Something like this risks being a bit creepy, but I though Roberts handled it perfectly. Once Bo and Reena actually meet, there was never a question in my mind of Bo being in love with some kind of ideal image and not with the real woman. Sure, his initial overtures are about his having finally found his Dream Girl, but it was obvious to me that he would have fallen for this new neighbour of his even if this had been the first time he'd seen her.

Bo and Reena were wonderful characters. Reena takes her place right up there with my favourites Nora Roberts heroines, and that's no small thing. She's a strong and honourable woman, but not an annoyingly perfect one. Something I really appreciated about her was how her reactions to someone stalking her and taunting her as the villain did were perfect. I didn't realize until after I thought about it when I finished the book just how rare they were, and how sick I am of heroines (even cop heroines) always doing the "oh, it's nothing, I won't bother the police with this. I'll just hide it" thing. Reena doesn't. She does the sensible, right thing, and not just with the villain's actions. I stood up and applauded when I saw what she did when that other guy she was involved with hit her! Perfect!

Bo was the perfect guy for this tough, driven woman, an easygoing, lovely beta. But beta doesn't mean weak, and I though Bo was very strong in the way he wouldn't budge from certain positions. Someone says right in the book that he'll just go along until he reaches a certain line, but when he's reached that line, you'd need dynamite to move him from his position. He reminded me a bit of Declan, from Midnight Bayou, who I loved.

I also loved the family stuff, which was just vintage Nora. Reena's family is huge and they're all very close, and I loved that Roberts didn't make them a stereotypical Eye-talian meddlesome family but a realistical and three-dimensional group of secondary characters.

The suspense element of this book was one I thought was really well done. Throughout it all, we readers see the villain coming close, and that adds a lot of tension because we know and Reena doesn't. And that was good, because there really was no reason she should catch on, so she didn't look like an idiot. The villain's identity isn't a big secret, really, but this doesn't diminish the suspensefulness of the story in any way.

What didn't work quite that well was that the villains actions were a quite a bit too disturbing for me. Whenever he actually hit at people, it was truly horrific. All of them, really, but I think it was the first one and the cop's widow who hit me the hardest. The former maybe because I just wasn't expecting it (I read the reviews of the book months ago, so I'd forgotten a lot of what it was about) and the latter because I really think Nora gave too many details there. I really didn't need that much to know the villain was an evil, evil person.

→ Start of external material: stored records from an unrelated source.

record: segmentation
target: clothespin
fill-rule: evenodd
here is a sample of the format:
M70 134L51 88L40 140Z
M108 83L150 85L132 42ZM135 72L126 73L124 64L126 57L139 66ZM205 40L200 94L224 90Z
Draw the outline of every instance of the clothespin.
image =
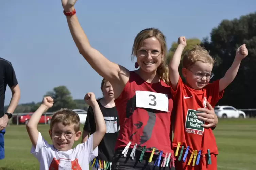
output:
M169 164L169 161L170 161L170 158L171 157L171 153L169 153L169 155L168 155L168 157L167 158L167 160L166 160L166 167L168 167L168 164Z
M161 166L162 167L165 167L165 164L166 163L166 159L167 158L168 153L166 152L166 153L165 154L165 157L162 162L162 165L161 165Z
M102 168L101 167L101 161L100 160L99 160L99 163L100 163L100 169L101 169Z
M149 162L152 162L152 158L153 158L153 156L154 155L154 153L155 152L155 148L153 148L153 150L152 150L152 152L151 153L151 155L150 155L150 156L149 157Z
M197 159L197 151L195 150L195 154L194 155L194 159L193 160L193 166L195 166L195 160Z
M175 156L174 156L174 153L173 154L172 154L172 166L173 167L175 167L175 163L174 162L174 161L176 160L176 158L175 158ZM170 164L170 168L171 168L172 166L171 166L171 164Z
M208 153L208 165L211 165L211 152L210 152L209 149L207 150L207 152Z
M185 162L185 161L186 160L186 158L187 157L187 155L188 155L188 150L189 149L189 146L188 146L187 147L187 149L186 149L186 151L185 151L185 154L184 155L184 156L183 156L183 161L184 162Z
M141 151L141 154L140 154L140 156L139 158L139 161L141 162L142 160L143 160L143 157L144 156L144 154L145 153L145 151L146 150L146 146L144 146L142 148L142 151Z
M182 153L183 153L183 150L184 149L184 146L182 146L181 147L181 152L180 153L180 156L179 156L178 160L181 161L181 157L182 156Z
M200 160L200 157L201 156L201 150L199 150L198 151L198 154L197 159L197 162L195 163L195 164L198 165L199 163L199 161Z
M91 160L91 166L93 166L93 165L94 164L94 163L95 162L95 158L93 159L93 160Z
M157 159L155 161L155 164L154 164L154 166L155 166L156 165L156 163L157 163L157 166L159 167L160 165L160 161L161 161L161 158L162 157L162 154L163 154L163 151L161 151L160 152L160 154L157 157Z
M175 153L175 156L178 156L178 154L179 153L179 149L180 149L180 145L181 145L181 143L178 142L178 146L177 146L177 148L176 149L176 152Z
M194 156L194 154L195 154L195 151L193 150L193 152L192 152L192 154L191 154L191 156L190 156L190 158L189 158L189 160L188 161L188 165L190 165L190 163L191 162L191 161L192 160L192 158L193 158L193 156Z
M108 169L108 168L109 167L109 165L110 165L110 162L108 161L107 162L107 169Z
M95 162L95 165L94 165L94 167L96 168L98 168L99 167L99 160L96 160L96 162Z
M133 147L133 150L132 150L132 152L130 154L130 157L132 157L132 159L133 160L134 158L134 156L135 156L135 152L136 151L136 147L137 146L137 144L134 144L134 146Z
M128 153L128 149L129 149L129 147L130 147L130 145L131 145L131 143L132 143L132 142L129 142L126 146L125 146L124 149L122 152L122 154L123 154L123 156L125 157L126 157L126 155L127 154L127 153Z

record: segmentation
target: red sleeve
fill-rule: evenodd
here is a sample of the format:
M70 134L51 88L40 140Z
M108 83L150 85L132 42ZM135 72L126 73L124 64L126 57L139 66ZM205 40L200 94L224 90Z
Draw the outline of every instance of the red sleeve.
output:
M219 92L220 79L209 83L205 87L207 93L208 101L213 107L216 105L217 102L223 96L224 90Z
M182 80L181 78L181 77L180 77L179 78L179 81L178 82L178 84L177 85L177 89L176 90L174 90L172 87L172 85L171 84L171 83L170 83L170 86L171 87L171 93L172 94L172 97L174 98L176 97L177 94L178 94L181 90L182 89L183 83L182 82Z

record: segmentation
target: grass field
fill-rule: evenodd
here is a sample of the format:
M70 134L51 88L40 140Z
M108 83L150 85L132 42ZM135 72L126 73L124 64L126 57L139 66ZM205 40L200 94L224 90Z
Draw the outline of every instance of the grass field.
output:
M49 126L39 125L38 128L50 142ZM31 144L25 126L11 125L6 131L6 157L0 160L0 170L38 169L39 162L30 154ZM220 119L214 131L219 152L218 170L256 169L256 119Z

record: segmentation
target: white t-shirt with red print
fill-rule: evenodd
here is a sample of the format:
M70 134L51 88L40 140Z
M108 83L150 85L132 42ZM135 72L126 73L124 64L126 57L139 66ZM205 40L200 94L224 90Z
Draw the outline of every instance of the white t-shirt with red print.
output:
M89 170L89 163L98 156L98 147L92 150L93 134L86 141L74 149L59 151L48 143L39 132L36 148L30 153L40 163L40 170Z

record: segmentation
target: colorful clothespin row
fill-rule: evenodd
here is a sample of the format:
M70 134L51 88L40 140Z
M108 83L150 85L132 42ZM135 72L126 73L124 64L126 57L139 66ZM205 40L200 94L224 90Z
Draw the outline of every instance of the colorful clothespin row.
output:
M193 166L195 166L195 160L197 159L197 150L195 150L195 154L194 155L194 159L193 160L193 164L192 164L192 165Z
M186 151L185 151L185 154L184 154L184 156L183 156L183 158L182 159L182 160L184 162L185 162L185 161L186 161L186 158L187 157L187 155L188 155L188 150L189 149L189 146L188 146L187 147L187 149L186 149Z
M154 164L154 166L155 166L156 165L156 164L157 164L157 166L159 167L160 165L160 161L161 161L161 158L162 157L162 154L163 154L163 151L161 151L160 154L157 157L157 158L156 159L155 161L155 164Z
M182 146L181 147L181 152L180 153L180 156L179 156L178 160L181 161L181 157L182 156L182 153L183 153L183 150L184 149L184 146Z
M200 160L200 157L201 156L201 150L199 150L198 151L198 154L197 158L197 162L195 163L195 165L198 165L199 163L199 161Z
M134 144L134 146L133 147L133 150L132 150L132 152L130 154L130 157L132 157L132 159L133 160L134 158L134 156L135 156L135 152L136 151L136 147L137 147L137 144Z
M102 166L101 166L101 161L100 160L99 160L99 163L100 164L100 169L102 169Z
M153 148L153 150L152 150L152 152L151 153L151 155L150 155L150 156L149 159L149 162L152 162L152 158L153 158L153 156L154 155L154 153L155 152L155 148Z
M104 160L104 168L106 169L107 166L106 165L106 161Z
M140 154L140 156L139 157L139 161L141 162L142 160L143 160L143 157L144 156L144 154L145 153L145 151L146 150L146 146L144 146L142 148L142 151L141 151L141 154Z
M163 161L162 161L162 165L161 165L161 166L162 167L165 167L165 164L166 163L166 159L167 158L167 155L168 155L168 153L166 152L165 154L165 157L164 158Z
M177 148L176 149L176 152L175 153L175 156L178 156L178 154L179 153L179 149L180 149L180 146L181 145L181 143L178 142L178 146L177 146Z
M206 165L206 159L205 158L205 155L204 152L204 149L202 149L202 157L203 157L203 164L204 165Z
M107 162L107 169L108 169L109 168L109 165L110 165L110 162Z
M123 154L123 156L125 157L126 157L126 155L127 154L127 153L128 153L128 149L129 149L129 147L130 147L130 145L131 145L131 143L132 143L132 142L130 141L129 141L129 143L128 143L128 144L127 144L126 146L125 146L124 149L122 152L122 154Z
M175 167L175 161L176 159L175 156L174 156L174 153L173 153L172 154L172 166L173 167ZM170 164L170 168L172 168L171 164Z
M190 165L190 163L191 163L191 161L192 160L192 158L193 158L193 156L194 156L194 154L195 154L195 151L193 150L193 152L192 152L192 154L191 154L191 156L190 156L190 157L189 158L189 160L188 161L188 165Z
M168 157L167 157L167 160L166 160L166 167L168 167L168 164L169 163L169 162L170 161L170 159L171 158L171 153L169 153L169 155L168 155Z
M207 152L208 153L208 165L211 164L211 152L210 152L210 149L207 150Z

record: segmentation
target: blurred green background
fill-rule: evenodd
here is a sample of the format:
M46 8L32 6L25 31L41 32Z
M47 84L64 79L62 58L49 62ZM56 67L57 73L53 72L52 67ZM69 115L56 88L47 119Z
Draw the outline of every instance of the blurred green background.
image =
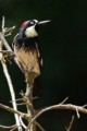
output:
M5 25L16 25L12 43L21 24L30 19L52 20L41 28L39 40L44 56L42 97L34 102L35 108L42 108L62 102L85 105L87 103L87 1L86 0L0 0L0 25L2 15ZM16 97L25 92L22 72L8 64ZM0 66L0 103L10 105L10 92ZM24 107L18 107L25 111ZM39 117L46 131L65 131L74 111L53 110ZM13 124L13 115L0 109L0 124ZM4 131L1 130L0 131ZM7 131L7 130L5 130ZM71 131L87 131L87 116L74 121Z

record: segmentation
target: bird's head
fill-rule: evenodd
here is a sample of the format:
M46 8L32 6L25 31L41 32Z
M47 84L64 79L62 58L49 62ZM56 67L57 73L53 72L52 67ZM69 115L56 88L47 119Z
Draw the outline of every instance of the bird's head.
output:
M40 26L49 23L50 20L48 21L37 21L37 20L30 20L30 21L26 21L22 24L21 26L21 32L27 37L27 38L32 38L32 37L36 37L38 36L38 31L40 28Z

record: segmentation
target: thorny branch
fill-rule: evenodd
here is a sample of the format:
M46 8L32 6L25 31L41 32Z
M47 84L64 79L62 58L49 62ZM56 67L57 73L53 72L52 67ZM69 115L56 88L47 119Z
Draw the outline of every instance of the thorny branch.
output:
M7 28L7 32L8 32L8 28ZM9 33L10 32L12 32L12 29L9 29ZM4 16L2 17L2 35L5 36ZM0 51L2 51L2 46L3 46L3 41L1 39L0 40ZM4 60L4 56L1 52L0 52L0 55L1 55L0 58L1 58L1 64L2 64L2 68L3 68L3 73L4 73L5 79L8 81L9 90L10 90L11 97L12 97L12 100L13 100L12 105L13 105L13 108L15 110L17 110L17 106L16 106L16 102L15 102L15 93L14 93L14 90L13 90L12 80L11 80L11 76L9 74L9 71L8 71L8 67L7 67L7 63L5 63L5 60ZM15 122L16 122L18 131L22 131L22 127L21 127L20 118L18 118L17 114L14 114L14 117L15 117Z
M70 126L67 128L65 127L66 131L71 131L71 129L73 127L74 118L75 118L75 116L72 116L72 120L70 122Z
M13 27L4 27L4 17L3 17L3 21L2 21L2 32L0 32L0 60L1 60L1 63L2 63L2 67L3 67L3 72L4 72L4 75L7 78L7 81L8 81L8 84L9 84L9 87L12 87L13 88L13 85L12 85L12 81L11 81L11 76L9 74L9 71L8 71L8 68L7 68L7 63L5 63L5 55L9 56L9 59L10 59L10 56L13 55L13 59L15 61L15 63L17 64L17 67L21 69L17 60L16 60L16 57L14 56L11 47L9 46L8 41L5 40L5 36L8 35L11 35L12 31L14 29L14 26ZM5 47L7 50L2 50L2 46ZM27 84L27 83L26 83ZM62 103L58 104L58 105L53 105L53 106L50 106L50 107L46 107L41 110L39 110L37 112L37 110L35 111L34 110L34 107L33 107L33 94L32 94L32 91L33 88L29 88L27 90L26 88L26 94L27 92L29 92L29 98L26 97L27 95L26 94L22 94L22 100L24 102L24 104L26 105L27 107L27 114L24 114L22 111L18 111L17 108L16 108L16 99L15 99L15 93L14 91L11 90L11 95L12 95L12 104L15 104L15 107L14 109L11 108L11 107L8 107L5 105L2 105L0 104L0 108L3 108L12 114L15 114L15 116L17 116L17 120L18 120L18 123L16 122L15 126L13 127L5 127L5 126L0 126L1 128L4 128L4 129L10 129L11 128L11 131L15 130L16 128L18 129L18 131L23 131L22 128L25 129L25 131L36 131L36 128L32 128L33 124L37 126L41 131L45 131L45 129L38 123L36 122L36 119L38 117L40 117L44 112L46 111L49 111L49 110L52 110L52 109L64 109L64 110L74 110L76 111L76 115L77 115L77 118L80 117L79 112L83 112L83 114L87 114L87 109L86 109L86 106L76 106L76 105L72 105L72 104L64 104L67 98L65 98ZM37 112L37 114L35 114ZM23 122L22 118L26 119L27 122L28 122L28 126L25 126L25 123ZM16 121L17 121L16 120ZM74 118L72 118L72 121L70 122L70 126L69 128L66 128L66 131L70 131L71 128L72 128L72 124L73 124L73 121L74 121ZM22 128L21 128L22 126Z

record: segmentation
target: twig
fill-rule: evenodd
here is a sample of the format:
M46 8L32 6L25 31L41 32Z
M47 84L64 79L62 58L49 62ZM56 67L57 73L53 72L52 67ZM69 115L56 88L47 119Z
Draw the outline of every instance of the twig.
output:
M35 122L35 123L41 131L45 131L45 129L38 122Z
M72 105L72 104L63 104L63 105L53 105L53 106L50 106L50 107L46 107L44 108L41 111L39 111L30 121L34 122L39 116L41 116L44 112L46 111L49 111L49 110L52 110L52 109L64 109L64 110L75 110L76 109L79 111L79 112L83 112L83 114L87 114L87 109L80 107L80 106L76 106L76 105ZM29 123L29 124L30 124Z
M17 114L18 116L21 116L22 118L24 118L26 120L29 119L27 114L21 112L18 110L14 110L13 108L11 108L9 106L5 106L3 104L0 104L0 108L5 109L7 111L10 111L10 112L13 112L13 114Z
M4 35L5 33L5 29L4 29L4 16L2 17L2 33ZM2 40L1 40L2 41ZM2 43L3 44L3 43ZM2 50L2 45L0 44L0 50ZM3 60L3 56L2 56L2 60L1 60L1 63L2 63L2 68L3 68L3 73L5 75L5 79L8 81L8 85L9 85L9 90L10 90L10 93L11 93L11 97L12 97L12 105L13 105L13 108L15 110L17 110L17 106L16 106L16 102L15 102L15 93L14 93L14 90L13 90L13 84L12 84L12 80L11 80L11 76L9 74L9 71L8 71L8 67ZM16 126L18 127L18 131L22 131L22 128L21 128L21 123L20 123L20 118L16 114L14 114L14 117L15 117L15 121L16 121Z
M24 129L26 129L26 126L25 126L25 123L23 122L23 120L22 120L22 117L21 117L21 116L20 116L20 121L21 121L22 127L23 127Z
M66 128L65 127L65 129L66 129L66 131L71 131L71 129L72 129L72 126L73 126L73 122L74 122L74 116L72 116L72 120L71 120L71 122L70 122L70 126L69 126L69 128Z
M69 96L63 102L61 102L59 105L64 104L67 99L69 99Z

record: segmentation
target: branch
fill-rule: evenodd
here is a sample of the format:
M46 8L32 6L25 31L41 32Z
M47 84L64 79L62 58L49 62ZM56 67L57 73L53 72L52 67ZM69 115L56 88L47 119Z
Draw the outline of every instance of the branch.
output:
M2 19L2 33L3 35L5 34L5 28L4 28L4 16ZM0 50L2 51L2 39L0 41ZM11 50L11 49L10 49ZM9 74L9 71L8 71L8 67L5 64L5 61L4 61L4 58L3 58L3 55L0 52L2 59L1 59L1 63L2 63L2 68L3 68L3 73L5 75L5 79L8 81L8 85L9 85L9 90L10 90L10 93L11 93L11 97L12 97L12 105L13 105L13 108L15 110L17 110L17 106L16 106L16 102L15 102L15 93L14 93L14 90L13 90L13 84L12 84L12 80L11 80L11 76ZM17 116L17 114L14 114L14 117L15 117L15 121L16 121L16 126L18 128L18 131L22 131L22 127L21 127L21 123L20 123L20 118Z
M74 116L72 116L72 120L71 120L71 122L70 122L70 126L69 126L69 128L66 128L65 127L65 129L66 129L66 131L71 131L71 129L72 129L72 126L73 126L73 122L74 122Z
M63 104L63 105L53 105L50 107L46 107L44 108L41 111L39 111L30 121L34 122L39 116L41 116L44 112L52 110L52 109L64 109L64 110L75 110L77 112L83 112L87 115L87 109L80 107L80 106L76 106L76 105L72 105L72 104ZM79 116L77 115L77 118L79 118ZM30 124L29 123L29 124Z
M10 111L10 112L16 114L16 115L21 116L22 118L24 118L26 120L29 119L27 114L21 112L18 110L14 110L13 108L11 108L9 106L5 106L3 104L0 104L0 108L5 109L7 111Z

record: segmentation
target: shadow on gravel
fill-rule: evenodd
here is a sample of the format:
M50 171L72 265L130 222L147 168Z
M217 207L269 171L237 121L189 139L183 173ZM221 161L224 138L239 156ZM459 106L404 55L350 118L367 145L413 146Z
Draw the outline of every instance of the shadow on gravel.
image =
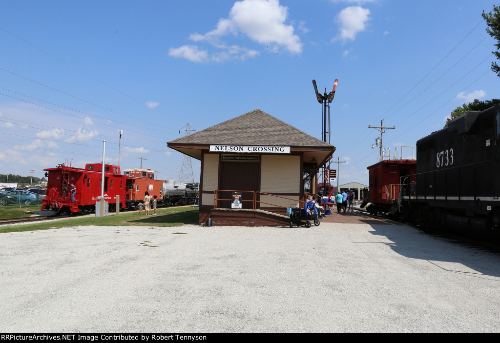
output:
M150 211L149 215L145 214L140 215L140 219L128 220L128 223L140 223L142 224L150 224L154 225L155 224L190 224L194 221L198 222L198 209L193 211L186 211L183 212L176 213L167 213L165 214L152 214Z
M385 244L402 256L427 261L452 273L476 277L484 275L500 277L500 268L498 267L500 265L500 253L488 248L464 241L430 235L406 225L381 225L379 222L370 226L373 230L370 231L370 233L384 236L392 243L364 243ZM458 264L454 266L450 263ZM464 266L472 270L464 270Z

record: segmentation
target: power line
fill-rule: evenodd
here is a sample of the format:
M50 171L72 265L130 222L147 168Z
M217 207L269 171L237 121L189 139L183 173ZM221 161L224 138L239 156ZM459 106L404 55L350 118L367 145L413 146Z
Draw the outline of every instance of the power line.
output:
M124 92L122 92L122 91L120 91L120 90L118 89L117 89L116 88L112 87L112 86L110 85L109 84L108 84L107 83L105 83L105 82L101 81L100 80L96 78L96 77L94 77L94 76L92 76L92 75L90 75L90 74L88 74L88 73L85 72L83 70L82 70L78 69L78 68L76 68L76 67L72 65L71 64L70 64L70 63L68 63L67 62L66 62L66 61L65 61L61 59L60 58L59 58L58 57L56 57L56 56L54 56L52 54L50 53L49 52L48 52L47 51L45 51L44 50L43 50L42 49L42 48L38 47L38 46L36 46L36 45L34 45L34 44L32 44L32 43L30 43L30 42L28 41L27 40L26 40L22 39L22 38L21 38L19 36L18 36L18 35L14 34L14 33L12 33L12 32L10 32L9 31L8 31L6 29L4 28L3 27L0 27L0 29L3 30L5 32L6 32L8 33L9 34L10 34L10 35L14 36L14 37L16 37L18 39L20 39L20 40L24 42L26 44L28 44L31 45L33 47L35 48L36 49L37 49L40 50L40 51L42 51L42 52L44 52L44 53L46 53L46 54L48 55L50 57L52 57L54 58L55 58L56 59L58 60L60 62L64 63L64 64L66 64L68 66L69 66L69 67L70 67L71 68L72 68L74 70L77 70L78 71L80 72L82 74L84 74L84 75L86 75L87 76L88 76L90 78L92 78L92 79L94 80L95 80L96 81L97 81L98 82L100 82L100 83L104 84L104 85L106 86L106 87L110 87L110 88L111 88L113 90L116 91L118 92L118 93L120 93L120 94L123 94L124 95L125 95L126 96L129 97L130 99L132 99L134 100L135 100L136 101L137 101L139 103L141 104L143 106L145 105L145 103L144 103L144 101L141 101L140 100L136 99L134 97L132 97L132 96L130 95L129 95L128 94L126 94L126 93L124 93ZM149 107L149 106L148 106L148 107ZM150 108L150 107L149 107L149 108ZM179 119L178 118L176 118L176 117L174 117L174 116L171 116L170 114L167 114L166 113L164 113L164 112L162 112L161 111L157 110L156 108L154 108L152 109L154 109L154 110L156 111L158 111L158 112L160 112L162 114L164 114L165 115L166 115L166 116L168 116L168 117L170 117L170 118L174 119L176 120L180 120L180 119Z

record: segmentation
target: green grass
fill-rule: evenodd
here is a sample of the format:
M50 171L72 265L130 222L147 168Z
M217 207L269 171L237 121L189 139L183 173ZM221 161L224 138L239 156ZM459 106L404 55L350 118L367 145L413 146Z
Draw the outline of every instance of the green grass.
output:
M39 208L38 209L40 209ZM144 212L143 212L144 213ZM20 232L50 229L73 227L76 226L179 226L186 224L197 224L198 208L192 206L169 207L159 209L157 214L140 215L138 212L122 212L118 216L110 214L107 217L75 217L64 220L52 221L44 223L10 225L0 227L0 233ZM11 217L7 217L11 218Z
M0 206L0 219L5 218L17 218L22 217L30 217L32 211L40 211L42 204L28 205L24 204L18 205L6 205Z

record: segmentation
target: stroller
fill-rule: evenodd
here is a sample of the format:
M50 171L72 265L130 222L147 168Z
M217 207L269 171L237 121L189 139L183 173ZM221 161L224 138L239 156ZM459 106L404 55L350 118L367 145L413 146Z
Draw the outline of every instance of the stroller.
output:
M318 214L314 208L314 203L310 201L306 204L307 210L304 207L297 207L294 204L290 205L286 213L290 215L290 227L294 227L294 222L297 227L305 225L306 228L311 227L311 222L314 223L315 226L319 226L320 220L318 218ZM312 213L311 213L311 212Z

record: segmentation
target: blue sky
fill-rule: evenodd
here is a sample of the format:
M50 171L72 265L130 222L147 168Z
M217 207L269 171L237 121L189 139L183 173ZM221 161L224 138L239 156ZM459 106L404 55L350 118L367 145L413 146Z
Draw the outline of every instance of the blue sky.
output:
M342 184L367 184L379 136L398 147L442 127L474 98L500 97L495 41L478 0L22 1L0 21L0 174L42 176L74 160L118 163L177 179L166 147L259 108L321 138L330 104ZM404 157L411 155L404 151ZM195 181L200 162L192 161ZM0 180L4 182L5 180Z

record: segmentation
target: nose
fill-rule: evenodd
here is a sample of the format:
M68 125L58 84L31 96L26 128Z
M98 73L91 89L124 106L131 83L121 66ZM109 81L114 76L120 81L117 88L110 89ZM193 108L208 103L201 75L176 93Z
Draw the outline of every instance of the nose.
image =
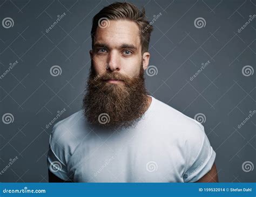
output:
M120 70L120 59L117 52L111 51L111 52L109 53L107 64L109 65L109 70L112 72Z

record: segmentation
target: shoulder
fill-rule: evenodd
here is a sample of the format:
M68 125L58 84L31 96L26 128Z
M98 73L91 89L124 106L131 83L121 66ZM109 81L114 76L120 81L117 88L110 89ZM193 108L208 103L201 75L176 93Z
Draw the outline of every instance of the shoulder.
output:
M152 100L152 114L158 121L167 125L172 131L179 132L183 137L188 137L191 140L201 140L204 128L199 122L154 98ZM185 134L186 135L183 135Z
M85 118L83 110L80 110L54 125L50 137L50 148L66 160L86 134Z

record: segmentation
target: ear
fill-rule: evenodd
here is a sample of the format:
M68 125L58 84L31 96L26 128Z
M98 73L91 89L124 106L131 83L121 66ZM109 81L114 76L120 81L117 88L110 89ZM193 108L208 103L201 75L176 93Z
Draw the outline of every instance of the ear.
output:
M91 60L92 60L92 57L93 57L92 50L90 50L89 52L90 52L90 56L91 57Z
M142 63L143 65L143 70L145 70L149 64L149 59L150 57L150 53L148 52L145 52L142 55Z

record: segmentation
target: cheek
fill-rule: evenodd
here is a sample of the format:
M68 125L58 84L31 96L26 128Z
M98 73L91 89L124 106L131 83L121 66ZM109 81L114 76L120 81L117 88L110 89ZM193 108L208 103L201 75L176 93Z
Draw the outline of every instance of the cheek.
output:
M124 66L122 66L124 72L127 76L130 77L138 76L141 66L141 62L140 60L136 59L136 60L129 61L129 62L125 62L122 64Z
M106 70L106 63L102 59L93 59L92 65L97 74L101 73Z

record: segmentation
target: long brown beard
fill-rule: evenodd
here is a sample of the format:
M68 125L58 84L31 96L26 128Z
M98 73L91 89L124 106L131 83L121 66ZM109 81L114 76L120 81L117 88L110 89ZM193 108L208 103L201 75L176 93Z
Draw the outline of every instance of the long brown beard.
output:
M135 126L148 106L142 64L138 77L130 78L109 71L99 76L92 66L83 105L87 121L107 128ZM104 81L109 79L124 83Z

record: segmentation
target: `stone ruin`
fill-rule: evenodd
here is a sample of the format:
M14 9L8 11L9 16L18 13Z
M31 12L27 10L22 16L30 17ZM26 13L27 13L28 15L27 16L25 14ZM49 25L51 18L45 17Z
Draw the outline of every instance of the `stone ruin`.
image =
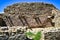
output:
M0 15L0 26L54 27L54 9L52 4L46 3L13 4Z
M3 27L3 29L4 27L7 27L8 29L11 27L14 28L13 26L15 26L16 29L19 28L20 26L21 27L28 26L29 29L59 27L59 24L60 24L59 13L60 11L52 4L16 3L13 5L7 6L4 9L4 13L0 14L0 27ZM0 31L0 33L1 32L5 34L7 33L7 36L5 37L6 39L0 38L1 40L27 40L28 39L28 38L24 39L26 37L24 33L21 34L21 32L16 34L16 32L14 31L12 32L9 31L11 32L11 36L9 36L8 31L7 32ZM51 39L45 39L45 40L51 40Z

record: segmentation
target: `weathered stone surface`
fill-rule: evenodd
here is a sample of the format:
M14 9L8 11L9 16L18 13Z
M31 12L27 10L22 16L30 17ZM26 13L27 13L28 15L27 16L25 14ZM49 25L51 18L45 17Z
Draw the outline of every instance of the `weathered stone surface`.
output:
M47 3L17 3L4 9L2 19L7 26L51 27L54 9Z

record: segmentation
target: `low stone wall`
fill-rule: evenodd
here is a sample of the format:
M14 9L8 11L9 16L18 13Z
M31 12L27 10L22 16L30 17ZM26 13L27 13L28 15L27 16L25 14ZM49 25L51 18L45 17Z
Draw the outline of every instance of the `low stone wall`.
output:
M34 34L40 31L41 32L40 40L60 40L60 27L32 28L32 30L30 29L27 30L27 32L29 31Z
M21 26L0 27L0 33L1 32L3 33L3 35L0 34L0 39L2 38L3 40L5 40L5 38L6 38L7 40L8 39L9 40L17 40L17 39L20 40L22 38L21 40L24 40L24 39L27 40L26 39L26 37L27 37L29 40L29 39L33 39L33 38L26 36L26 34L25 34L26 32L31 32L33 34L36 34L37 32L41 32L40 40L60 40L60 27L31 28L31 29L27 29L27 30L26 30L26 27L21 27ZM8 28L8 29L3 31L4 28ZM8 34L5 35L5 33L8 33ZM2 36L4 36L4 38Z

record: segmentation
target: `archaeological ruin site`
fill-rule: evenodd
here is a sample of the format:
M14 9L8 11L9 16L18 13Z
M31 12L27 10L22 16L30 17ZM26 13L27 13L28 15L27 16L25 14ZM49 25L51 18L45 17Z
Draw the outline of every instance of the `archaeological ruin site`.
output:
M60 10L48 3L7 6L0 14L0 40L60 40Z

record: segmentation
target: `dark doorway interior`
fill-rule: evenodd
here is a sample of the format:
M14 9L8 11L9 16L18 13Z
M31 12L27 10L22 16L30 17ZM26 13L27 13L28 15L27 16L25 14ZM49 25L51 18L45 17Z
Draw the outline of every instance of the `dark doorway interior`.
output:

In those two, I actually had to consciously get out of the story and remind myself that these were NOT real people, but words on a page of a fiction book, one that wasn't even based on a real story.

For the most part, however, the balance between the chilling suspense, the sweet romance and the warm family stuff is pitch-perfect, and this is an amazing story. I'm very much looking forward to Robert's next single title, which comes out in a couple of months. The title of that one is Angels Fall, and if you want to know what it's about, take that link, since it's the only place where I've found a synopsis. I guess the good part of having waited so long to read Blue Smoke is that now I don't have that long to wait before the next book!